The key instrument within this process is the Commission’s proposal for a Pillar of Social Rights and the on-going  public consultation, which is gathering views on three key areas: access to employment, fairer working conditions and social protection. This consultation takes place in the context of a changing world of work, demographic ageing, and rising inequalities. Its results are expected to feed into the development of new social policies, that are better suited to find effective responses to pressing problems.

Bringing the Pillar to the local level

On the occasion of ESN’s meeting of the Reference Group on the European Semester, Commission’s representatives and those with social services responsibilities in regional and local authorities discussed the proposal, its main topical areas and the consultation process. The third area on adequate and sustainable social protection is closest to ESN members’ competences, because it features themes like integrated social benefits and services. It also addresses long-term care, childcare, housing, and the access to essential services. Gelu Calacean (European Commission) outlined milestones in developing the pillar, two of which are a closing conference (early 2017) and a White Paper on the Economic and Monetary Union (foreseen for spring 2017).

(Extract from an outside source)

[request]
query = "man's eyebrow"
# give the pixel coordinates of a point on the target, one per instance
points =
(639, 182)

During the discussions about the potential of the emerging Pillar of Social Rights, Bart Vanhercke (European Social Observatory), who works with ESN on the Semester group, explains that the time frame for the open consultation is “unusually long” and argues that stakeholders should see this time frame as an opportunity to explore ways to link it with the European Semester. This link can be created by drawing on statistics from public administrations and by incorporating the view of social service practitioners on their work with vulnerable groups like young people in public care, long-term unemployed, or isolated older people. Participants agreed that a combination of data and professional experience can provide an evidence base for informed policy development.

Conclusion

In these discussions, it was agreed that a more social Europe was desirable. To make that happen, the European Commission and representatives of public social services entered into a dialogue to determine ‘what is needed’ and ’what works’ in policy and practice. This dialogue across governance levels shifts the consultation into a unique opportunity to shape a more social Europe for the future.